Corneille, Le Cid, Acte I, Scène 6, Le Stances du Cid
Introduction
Ce monologue est extrait du Cid de Corneille. Le héros, Rodrigue est le fil de Dom Diègue ; il aime et doit épouser Chimène, fille de Dom Gormas. Malheureusement, il vient d’apprendre que ce dernier a gravement outragé Dom Diègue, trop âgé pour venger son honneur par un duel. Il vient donc de charger son fils de laver cet affront. Le héros est ainsi mis face à un dilemme tragique : sauver son honneur en tuant Dom Diègue mais perdre alors Chimène ou préserver son amour en renonçant au duel mais alors perdre son honneur. Pour expliquer ce monologue, notre problématique sera la suivante : la délibération menée par le héros nuit-elle au cours de l’action théâtrale ? Afin d’y répondre, nous dégagerons les trois étapes du conflit intérieur, puis de la tentation de la fuite dans le suicide et enfin la prise de décision délibératrice.

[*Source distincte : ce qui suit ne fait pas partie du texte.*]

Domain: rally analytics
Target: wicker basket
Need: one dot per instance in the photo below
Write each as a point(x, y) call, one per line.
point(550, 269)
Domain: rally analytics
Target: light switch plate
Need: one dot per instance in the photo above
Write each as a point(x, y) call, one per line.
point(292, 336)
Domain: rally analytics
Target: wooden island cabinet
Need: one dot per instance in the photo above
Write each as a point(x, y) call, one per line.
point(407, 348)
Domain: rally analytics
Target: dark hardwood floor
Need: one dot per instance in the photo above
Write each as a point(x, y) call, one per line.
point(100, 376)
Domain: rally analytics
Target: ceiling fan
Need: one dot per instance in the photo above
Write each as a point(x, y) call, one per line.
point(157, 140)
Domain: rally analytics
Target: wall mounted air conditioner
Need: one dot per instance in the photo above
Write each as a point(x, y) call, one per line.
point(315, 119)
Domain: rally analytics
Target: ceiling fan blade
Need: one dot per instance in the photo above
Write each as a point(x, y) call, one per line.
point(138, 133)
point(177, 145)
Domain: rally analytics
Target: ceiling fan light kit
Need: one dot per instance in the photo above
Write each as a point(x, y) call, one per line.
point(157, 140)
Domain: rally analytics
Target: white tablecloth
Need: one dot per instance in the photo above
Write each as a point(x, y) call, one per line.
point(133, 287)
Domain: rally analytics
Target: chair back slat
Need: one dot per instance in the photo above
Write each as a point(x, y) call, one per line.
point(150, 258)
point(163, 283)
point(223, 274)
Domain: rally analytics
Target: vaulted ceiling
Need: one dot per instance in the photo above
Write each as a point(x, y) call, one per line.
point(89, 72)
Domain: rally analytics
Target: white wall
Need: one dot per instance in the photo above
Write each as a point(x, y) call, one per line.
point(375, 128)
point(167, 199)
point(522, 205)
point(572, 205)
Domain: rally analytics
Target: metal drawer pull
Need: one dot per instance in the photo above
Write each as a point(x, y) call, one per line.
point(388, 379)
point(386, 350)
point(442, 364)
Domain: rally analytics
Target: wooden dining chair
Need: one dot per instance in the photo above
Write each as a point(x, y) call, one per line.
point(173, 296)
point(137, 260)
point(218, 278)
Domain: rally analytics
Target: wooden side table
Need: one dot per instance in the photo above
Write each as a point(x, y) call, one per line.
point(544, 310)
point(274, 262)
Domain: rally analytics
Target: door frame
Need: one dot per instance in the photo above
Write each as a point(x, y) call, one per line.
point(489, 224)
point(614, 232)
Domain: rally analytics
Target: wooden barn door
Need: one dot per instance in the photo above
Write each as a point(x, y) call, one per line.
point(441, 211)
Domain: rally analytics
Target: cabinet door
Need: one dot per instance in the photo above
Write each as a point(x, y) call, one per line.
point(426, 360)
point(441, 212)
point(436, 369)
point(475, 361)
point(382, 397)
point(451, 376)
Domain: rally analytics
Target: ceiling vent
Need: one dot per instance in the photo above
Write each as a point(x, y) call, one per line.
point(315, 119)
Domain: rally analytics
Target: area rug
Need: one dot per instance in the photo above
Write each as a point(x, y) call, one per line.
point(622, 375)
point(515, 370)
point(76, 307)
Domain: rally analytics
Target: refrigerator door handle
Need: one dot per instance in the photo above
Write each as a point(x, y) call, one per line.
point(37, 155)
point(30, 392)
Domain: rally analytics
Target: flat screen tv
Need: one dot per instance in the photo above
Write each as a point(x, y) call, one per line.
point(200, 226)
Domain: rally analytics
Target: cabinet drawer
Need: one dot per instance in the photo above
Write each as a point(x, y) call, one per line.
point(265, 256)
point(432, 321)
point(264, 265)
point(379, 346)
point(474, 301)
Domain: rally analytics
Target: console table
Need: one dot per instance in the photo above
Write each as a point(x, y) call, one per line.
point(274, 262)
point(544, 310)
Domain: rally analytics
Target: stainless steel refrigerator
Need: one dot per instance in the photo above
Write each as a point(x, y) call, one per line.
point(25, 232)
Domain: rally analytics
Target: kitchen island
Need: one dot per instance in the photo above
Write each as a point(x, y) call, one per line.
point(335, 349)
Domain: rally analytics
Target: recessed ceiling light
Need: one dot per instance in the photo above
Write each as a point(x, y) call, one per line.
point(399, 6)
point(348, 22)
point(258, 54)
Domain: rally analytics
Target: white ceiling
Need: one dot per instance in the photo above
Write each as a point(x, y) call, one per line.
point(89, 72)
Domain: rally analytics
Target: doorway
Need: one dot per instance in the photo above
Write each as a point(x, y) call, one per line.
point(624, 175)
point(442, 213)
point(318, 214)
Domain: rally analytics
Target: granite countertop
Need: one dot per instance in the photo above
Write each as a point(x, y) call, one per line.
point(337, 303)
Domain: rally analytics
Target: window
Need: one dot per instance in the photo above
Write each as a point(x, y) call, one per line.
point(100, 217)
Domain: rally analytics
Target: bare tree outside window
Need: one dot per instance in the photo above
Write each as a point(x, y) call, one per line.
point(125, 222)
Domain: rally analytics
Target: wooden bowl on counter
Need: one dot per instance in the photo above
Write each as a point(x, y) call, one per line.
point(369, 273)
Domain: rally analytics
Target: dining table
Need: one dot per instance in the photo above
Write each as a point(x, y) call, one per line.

I. Le conflit intérieur (v.1 à 30).
Rodrigue est en plein conflit : monologue à tonalité lyrique avec modification du système des rimes et du mètre ; le spectateur entend un long poème par lequel le héros chante sa douleur.
Il y a également des répétitions : « Ô Dieu l’étrange peine » à chaque strophe ainsi que Chimène, dernier mot de chaque paragraphe.
On peut y apercevoir le champ lexical de l’amour au vers 7, 12, 13, 15, 21 et 35.
Il y a de nombreux superlatifs soulignant l’intensité de la douleur au vers 5-6, 17 et 23. Le héros est prostré et incapable d’agir : « Je demeure immobile » (v.5). L’alternative tragique qui s’impose à lui est maintes fois reformulée, ce qui traduit l’impasse dans laquelle Rodrigue est emprisonné : v. 7, 13, 15, 19-20, 24.
Il y a des antithèses telles que juste / injuste ; punir / impuni ; offensé / offenseur, mais également des parallélismes : l’un / l’autre aux vers 14, 24, 34-35, 35-36, des oxymores : aimable tyrannie ou cruel espoir, des phrases interrogatives telles que v.19-20 ou 29-30.
La stance suivante commence par une expression (il vaut mieux) qui indique que Rodrigue a pris une décision, laquelle ?
II. La tentation de la fuite dans le suicide (v.31 à 46).
Il choisit le suicide car il est incapable de choisir entre son père et Chimène : « Je dois à ma maîtresse aussi bien qu’à mon père » (v.32).
Mais un héros tragique ne peut agir ainsi ; de plus la religion chrétienne interdit le suicide et un tel dénouement est donc exclu. Les infinitifs délibératifs de la stance suivante indique que Rodrigue reconsidère sa décision en s’affirmant davantage (ma répété).
Il est désormais proche du seul choix compatible avec son double statut de noble et de héros.
III. La prise de décision libératrice (v.47 à 60).
Désormais, Rodrigue est capable de faire passer son père avant sa maîtresse ; il exprime non plus sous la forme interrogative mais injonctive ; le premier mot de la dernière stance est éloquent : oui ; Rodrigue accepte ce qu’il refusait : il fait le choix que son père et le public attendent de lui et mérite ainsi l’admiration et de la pitié, ce qui est le propre du héros tragique.
Conclusion
L’indécision du héros avait arrêté l’action ; le temps qu’il a pris pour exprimer sa souffrance et sa faiblesse le rendent plus humain aux yeux des spectateurs. Par ailleurs, ce temps de réflexion lui a permis de se décider, ce qui est le propre d’une délibération : l’action tragique est donc relancée.